Over 40 balloons carrying trash flew across the border from the North and fell in northern Gyeonggi Province overnight, South Korea's Joint Chiefs of Staff announced Friday.
The JCS detected at least 200 balloons flying from North Korea from 5 p.m. Thursday until 5 a.m. Friday, and one-fifth of them dropped in South Korea. Residents of Seoul received an alert at around 5:50 p.m. Thursday that a North Korean balloon had entered South Korea's territorial airspace.
The balloons mostly carried paper trash. No safety hazard had been detected so far, according to the JCS on Friday morning.
The JCS said in a statement that the North Korea regime "would be met with the consequences it deserves" if it repeats such behaviors, adding that South Korea's military would take all necessary actions.

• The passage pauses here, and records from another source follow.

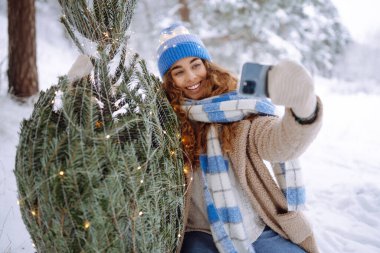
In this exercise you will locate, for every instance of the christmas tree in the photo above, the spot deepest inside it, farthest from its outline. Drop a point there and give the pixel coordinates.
(98, 165)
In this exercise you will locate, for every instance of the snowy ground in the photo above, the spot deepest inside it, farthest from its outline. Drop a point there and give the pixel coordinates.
(342, 166)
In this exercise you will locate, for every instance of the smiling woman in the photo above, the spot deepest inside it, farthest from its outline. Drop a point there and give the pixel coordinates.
(189, 74)
(239, 209)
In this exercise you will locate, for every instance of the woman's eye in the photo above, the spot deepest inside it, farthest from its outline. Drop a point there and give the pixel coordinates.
(178, 73)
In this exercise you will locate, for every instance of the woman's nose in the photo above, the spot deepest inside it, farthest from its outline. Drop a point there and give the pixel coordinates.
(191, 76)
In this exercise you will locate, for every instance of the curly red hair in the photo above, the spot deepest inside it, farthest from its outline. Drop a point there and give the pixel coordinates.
(218, 81)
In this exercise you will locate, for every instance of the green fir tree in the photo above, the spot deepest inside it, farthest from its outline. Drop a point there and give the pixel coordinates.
(99, 166)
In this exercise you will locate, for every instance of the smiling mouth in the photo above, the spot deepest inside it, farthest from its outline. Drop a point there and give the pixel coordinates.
(195, 86)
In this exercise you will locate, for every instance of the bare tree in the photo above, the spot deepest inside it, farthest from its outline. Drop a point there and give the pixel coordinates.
(22, 68)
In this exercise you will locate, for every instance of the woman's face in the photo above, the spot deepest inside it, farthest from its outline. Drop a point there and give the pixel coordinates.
(189, 75)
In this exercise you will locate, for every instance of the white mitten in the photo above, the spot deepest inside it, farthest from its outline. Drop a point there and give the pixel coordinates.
(81, 67)
(290, 85)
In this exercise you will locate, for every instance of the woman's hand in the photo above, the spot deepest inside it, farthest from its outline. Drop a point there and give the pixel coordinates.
(81, 67)
(290, 85)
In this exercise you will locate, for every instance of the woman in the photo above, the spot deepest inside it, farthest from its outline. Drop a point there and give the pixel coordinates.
(233, 204)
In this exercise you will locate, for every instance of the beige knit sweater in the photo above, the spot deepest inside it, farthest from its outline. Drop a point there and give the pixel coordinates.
(272, 139)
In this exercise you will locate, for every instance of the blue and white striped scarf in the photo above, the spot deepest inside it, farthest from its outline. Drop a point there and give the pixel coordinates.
(224, 215)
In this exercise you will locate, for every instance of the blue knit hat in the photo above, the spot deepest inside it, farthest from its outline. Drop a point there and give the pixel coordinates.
(177, 43)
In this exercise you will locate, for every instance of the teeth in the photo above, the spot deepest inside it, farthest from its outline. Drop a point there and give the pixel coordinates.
(193, 87)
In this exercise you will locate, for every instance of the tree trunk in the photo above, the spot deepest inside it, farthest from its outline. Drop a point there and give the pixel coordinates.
(22, 68)
(184, 11)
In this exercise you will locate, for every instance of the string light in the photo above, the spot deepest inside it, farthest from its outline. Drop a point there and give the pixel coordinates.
(98, 124)
(186, 169)
(86, 224)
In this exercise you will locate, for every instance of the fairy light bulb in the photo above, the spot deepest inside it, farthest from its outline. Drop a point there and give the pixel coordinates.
(86, 224)
(186, 169)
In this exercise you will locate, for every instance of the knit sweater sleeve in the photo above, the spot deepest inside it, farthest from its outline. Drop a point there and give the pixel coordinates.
(282, 139)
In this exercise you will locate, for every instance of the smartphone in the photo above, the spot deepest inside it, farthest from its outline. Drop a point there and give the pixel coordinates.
(253, 81)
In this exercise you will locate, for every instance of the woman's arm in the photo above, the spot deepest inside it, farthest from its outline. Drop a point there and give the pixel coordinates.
(281, 139)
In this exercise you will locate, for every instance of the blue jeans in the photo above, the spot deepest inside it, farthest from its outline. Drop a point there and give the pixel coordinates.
(268, 242)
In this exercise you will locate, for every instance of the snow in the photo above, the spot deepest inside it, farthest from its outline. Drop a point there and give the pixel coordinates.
(342, 166)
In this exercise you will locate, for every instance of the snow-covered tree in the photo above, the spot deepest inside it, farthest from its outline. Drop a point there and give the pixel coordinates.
(99, 166)
(236, 31)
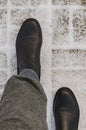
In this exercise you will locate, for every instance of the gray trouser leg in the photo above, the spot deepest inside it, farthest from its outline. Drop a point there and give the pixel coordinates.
(23, 105)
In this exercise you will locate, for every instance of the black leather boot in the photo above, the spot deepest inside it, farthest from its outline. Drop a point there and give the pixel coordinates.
(66, 110)
(28, 46)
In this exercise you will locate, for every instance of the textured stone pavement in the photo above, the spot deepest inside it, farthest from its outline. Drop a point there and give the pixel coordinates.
(63, 56)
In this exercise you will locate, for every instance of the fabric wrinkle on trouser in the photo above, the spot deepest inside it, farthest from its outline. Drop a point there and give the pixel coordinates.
(29, 73)
(23, 105)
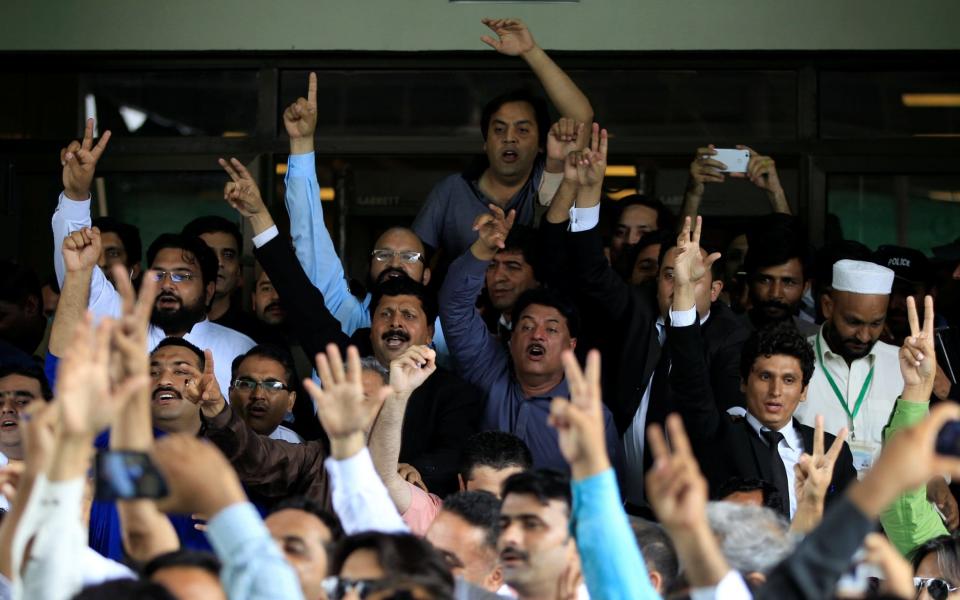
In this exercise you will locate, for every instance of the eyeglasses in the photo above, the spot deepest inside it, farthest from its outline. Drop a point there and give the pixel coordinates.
(175, 277)
(270, 386)
(938, 589)
(408, 257)
(337, 587)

North Korea resumed the sending of its trash balloons after 22 days.
South Korea's military on Thursday resumed loudspeaker broadcasts directed at North Korea in response to North Korea's launch of trash-carrying balloons, from 6 p.m. Thursday until 5 a.m. Friday. It was the first loudspeaker broadcast in 39 days.
The Gyeonggi Bukbu Provincial Police Agency announced it had received 66 emergency calls related to the trash balloons, and no damages had been reported as of 5 a.m.
Before Thursday's incident, North Korea was estimated to have launched over 2,000 trash-carrying balloons since late May. The balloons came in response to propaganda leaflets criticizing the North's Kim Jong-un regime previously being floated across the border.